Last week, we received our AVM test results from one of the largest banks in the U.S. To their credit, they are one of a few banks that periodically conducts their own AVM performance analysis, in order to better align their AVM cascade, rather than depending on vendor reported AVM performance results or relying on third party results.
The bank actually conducts their tests on two populations of loans: a population of recent purchase loans closed by the bank, and a population of closed refinance loans where the appraisal value is used as the benchmark. They do this since they only use AVM values to support their refinance activity. This is also very clever because it provides some visibility into which lenders may be gaming the third party testing process by way of MLS data, or access to recent sales data on the subject property.
It is widely accepted among AVM providers that third party tests can be easily gamed due to access to MLS data or known sales data in the test population, distributed by the testing firm, which consists of addresses of properties that have recently sold. In fact third party testers rely on the AVM vendors to not return valuation estimates when the actual sales price or listing price is known within their own database. Unfortunately this methodology places far too much reliance on the integrity of the vendors, resulting in large discrepancies between the reported performances versus the actual performance experienced during deployment in the real world. This behavior is very easily observed based on the test results we received last week.

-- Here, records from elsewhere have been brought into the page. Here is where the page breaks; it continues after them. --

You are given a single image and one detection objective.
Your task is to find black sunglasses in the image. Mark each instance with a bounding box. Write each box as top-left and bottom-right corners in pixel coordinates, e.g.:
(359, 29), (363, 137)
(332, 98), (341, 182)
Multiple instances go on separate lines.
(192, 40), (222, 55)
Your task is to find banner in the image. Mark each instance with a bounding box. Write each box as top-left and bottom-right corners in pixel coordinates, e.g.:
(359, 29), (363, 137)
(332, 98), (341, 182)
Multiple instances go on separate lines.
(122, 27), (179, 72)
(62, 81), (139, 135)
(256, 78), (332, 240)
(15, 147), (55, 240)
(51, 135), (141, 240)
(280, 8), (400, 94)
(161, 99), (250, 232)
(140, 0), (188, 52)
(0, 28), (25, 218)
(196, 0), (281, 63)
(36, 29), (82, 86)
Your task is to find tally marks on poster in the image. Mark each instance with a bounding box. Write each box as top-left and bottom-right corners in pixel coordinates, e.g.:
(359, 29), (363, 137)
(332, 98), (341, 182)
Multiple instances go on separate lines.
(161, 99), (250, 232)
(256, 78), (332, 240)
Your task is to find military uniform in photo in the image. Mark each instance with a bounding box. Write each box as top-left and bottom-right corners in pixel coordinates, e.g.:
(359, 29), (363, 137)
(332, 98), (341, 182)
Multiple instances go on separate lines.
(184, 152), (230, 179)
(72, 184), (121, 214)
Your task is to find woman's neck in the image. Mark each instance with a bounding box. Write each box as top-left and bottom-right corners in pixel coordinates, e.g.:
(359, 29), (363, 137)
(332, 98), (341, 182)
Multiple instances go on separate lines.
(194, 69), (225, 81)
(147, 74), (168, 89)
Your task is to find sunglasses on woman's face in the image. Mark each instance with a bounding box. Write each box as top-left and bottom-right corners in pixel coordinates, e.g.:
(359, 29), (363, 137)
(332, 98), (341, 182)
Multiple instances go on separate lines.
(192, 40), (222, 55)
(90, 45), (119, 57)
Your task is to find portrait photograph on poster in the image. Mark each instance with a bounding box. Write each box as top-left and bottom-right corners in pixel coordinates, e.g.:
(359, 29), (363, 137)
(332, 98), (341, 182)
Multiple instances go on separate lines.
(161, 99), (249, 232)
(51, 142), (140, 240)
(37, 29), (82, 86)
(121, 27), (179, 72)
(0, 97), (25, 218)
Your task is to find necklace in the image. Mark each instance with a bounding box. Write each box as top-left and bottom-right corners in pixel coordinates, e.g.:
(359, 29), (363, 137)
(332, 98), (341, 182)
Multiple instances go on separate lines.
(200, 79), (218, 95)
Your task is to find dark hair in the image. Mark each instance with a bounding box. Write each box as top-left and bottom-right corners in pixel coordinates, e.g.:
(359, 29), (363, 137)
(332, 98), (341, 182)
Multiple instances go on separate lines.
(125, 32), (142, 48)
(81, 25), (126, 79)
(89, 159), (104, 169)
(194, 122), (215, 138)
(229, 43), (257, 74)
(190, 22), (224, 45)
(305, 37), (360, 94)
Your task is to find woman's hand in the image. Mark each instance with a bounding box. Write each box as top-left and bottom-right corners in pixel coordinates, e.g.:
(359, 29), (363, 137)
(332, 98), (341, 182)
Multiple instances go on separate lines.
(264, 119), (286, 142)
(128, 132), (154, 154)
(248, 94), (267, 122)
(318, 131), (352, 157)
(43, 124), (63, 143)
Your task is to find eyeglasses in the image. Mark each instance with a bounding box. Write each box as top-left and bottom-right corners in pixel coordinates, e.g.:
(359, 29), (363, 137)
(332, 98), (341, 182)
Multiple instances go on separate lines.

Generally auto valuation models are built using sales comp data around the subject property. Consequently the accuracy should not vary by much, and should not depend on whether the subject property is listed for sale or not. In other words, a model should return the same valuation estimate on a property before or after a listing, and should not be influenced by the listing price of the subject property.
When we observe the test results however, the wide disparity between the accuracy achieved on the purchase loan population compared to refi loan population, among some vendors, is quite suspicious. This is especially evident among the models that perform very high on the purchase loan population while performing average or below average on the refi population. In fact 7 out of the 23 vendors had a 20 point or more discrepancy between the two test populations. As an example, I’m observing models that performed 81% within 10% on the purchase population, but achieving only 46% within 10% on the refi population. Another resulted in 81% vs 54% within 10%. (As an aside, you should question any AVM that is performing near 80% within 10% since most AVMs perform within 50 to 60% within 10%. This is statistically equivalent to finishing a 100 meter race under nine seconds – very suspicious!) Overall, although our AVM was not the first in both cases, I was pleased to see that we performed above average and very similarly on both tests.
I’m not getting the “suspicious” activity. If an AVM vendor’s data sources included legally/compliant sourced MLS comparable sales to a subject properties and the result is higher accuracy levels of the resulting AVMs, why is this outcome ‘suspect’ simply because purchase loan to accuracy is higher? The use of “asking price” (to get a valuation seems more than just ‘suspect’ – that seems way outside acceptable methodology) – are you saying this is all they are using for the purchase side?
Does your bank customer change its mix of vendors based on the study? Do they ‘mask’ who the other vendors are, or do you get to see the names?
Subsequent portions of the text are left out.